Mariana Starke, in her guidebook, confirms a lesser detail in
Maryʼs account—that a separate boat
conveyed the familyʼs carriage from
Lago di Riva to
Como,
while the family took a small passenger boat, until joining a steamer at
Domaso.
Starke mentions
that the steamer concession at
Domaso was “managed by Englishmen”
(
Starke, Travels in Europe, 568).
Note that, in the poem, Ruskin does not mention the steamer, describing only the splash of oars in the water
of Lago di Como. By confining his description to the gentle sounds of the excursion on the smaller passenger boats,
he was erasing such signs of modernity as the noisy steam packet for the sake of maintaining the picturesque,
just as in the poem “Calais” he replaces
the “french steamer” on the horizon with the picturesque, lugubrious movements nearby of French fishing boats.
As detailed in the textual notes to this poem, W. G. Collingwood omitted the first ten lines of the MS VIII draft
from the version of the poem in Poems (1891), an omission that effectively erases the prelude
describing Lago Mezzola and focuses the poem on Lago di Como. With this omission,
Collingwood blunted the strategy of the poem, which contrasts the severe character of Lago Mezzola
with the blue breadth of Como and its richly vegetated banks.

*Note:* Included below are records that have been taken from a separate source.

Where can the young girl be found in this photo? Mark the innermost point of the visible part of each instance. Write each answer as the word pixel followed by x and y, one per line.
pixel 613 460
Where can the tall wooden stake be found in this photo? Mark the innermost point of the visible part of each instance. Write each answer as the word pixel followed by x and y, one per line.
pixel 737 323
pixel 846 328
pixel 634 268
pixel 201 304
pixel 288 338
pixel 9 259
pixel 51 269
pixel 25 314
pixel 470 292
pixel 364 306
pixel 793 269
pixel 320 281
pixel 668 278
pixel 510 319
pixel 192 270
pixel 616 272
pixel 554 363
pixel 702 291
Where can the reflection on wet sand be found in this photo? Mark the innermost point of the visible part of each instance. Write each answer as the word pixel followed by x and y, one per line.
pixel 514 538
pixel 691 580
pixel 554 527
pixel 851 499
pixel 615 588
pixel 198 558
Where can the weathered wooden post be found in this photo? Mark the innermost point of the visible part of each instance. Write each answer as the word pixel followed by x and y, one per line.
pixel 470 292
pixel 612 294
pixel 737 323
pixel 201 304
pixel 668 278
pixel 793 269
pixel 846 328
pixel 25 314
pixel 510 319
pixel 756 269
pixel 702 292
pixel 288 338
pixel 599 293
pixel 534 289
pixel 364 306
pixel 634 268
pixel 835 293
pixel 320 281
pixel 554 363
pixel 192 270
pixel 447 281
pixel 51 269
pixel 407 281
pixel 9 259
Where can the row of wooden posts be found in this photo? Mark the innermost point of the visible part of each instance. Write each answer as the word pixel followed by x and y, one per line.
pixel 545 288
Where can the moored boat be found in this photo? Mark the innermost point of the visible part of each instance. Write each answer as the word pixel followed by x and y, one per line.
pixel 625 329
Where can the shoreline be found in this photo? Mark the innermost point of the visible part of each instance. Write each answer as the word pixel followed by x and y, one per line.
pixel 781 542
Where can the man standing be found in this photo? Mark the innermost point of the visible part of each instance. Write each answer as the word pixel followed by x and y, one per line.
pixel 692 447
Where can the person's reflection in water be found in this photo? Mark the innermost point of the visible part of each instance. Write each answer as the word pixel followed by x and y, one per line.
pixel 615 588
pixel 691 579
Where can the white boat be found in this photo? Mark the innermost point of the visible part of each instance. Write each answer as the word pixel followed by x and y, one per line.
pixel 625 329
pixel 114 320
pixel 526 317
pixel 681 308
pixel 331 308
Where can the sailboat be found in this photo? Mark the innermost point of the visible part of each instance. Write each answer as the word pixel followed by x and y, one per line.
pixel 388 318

“Beneath the precipices grey”
(MS VIII; Poems [1891];
Works [1903])—Here as well as in lines 18-19,
where the narrator mentions having “launched from below / The shade of the tall cliffs”,
Ruskin
comments on the enclosed feeling of
Lago Mezzola, compared with the breadth of
Lago di Como,
which "rolled his breast of flame” (line 20). Mary considered the smaller lake "rather gloomy" "with the mountains coming down close to the water"
(
Diary of Mary Richardson, 1833, 42).
In
1833, the mountainous shore of
Lago Mezzola perhaps appeared even more dramatic,
since the perimeter of the lake was not as yet recessed by a road, which
Murray says was opened in
1835.
Even then,
Murray comments on the “naked and savage mountains around [which] have a very peculiar outline.
Their sides are furrowed with ravines, down which furious torrents precipitate themselves . . . , strewing the margin of the lake with wreck”
(
Hand‐book for Travellers in Switzerland, 212).
These torrents must be what
Ruskin means by a “thousand mountain rills”.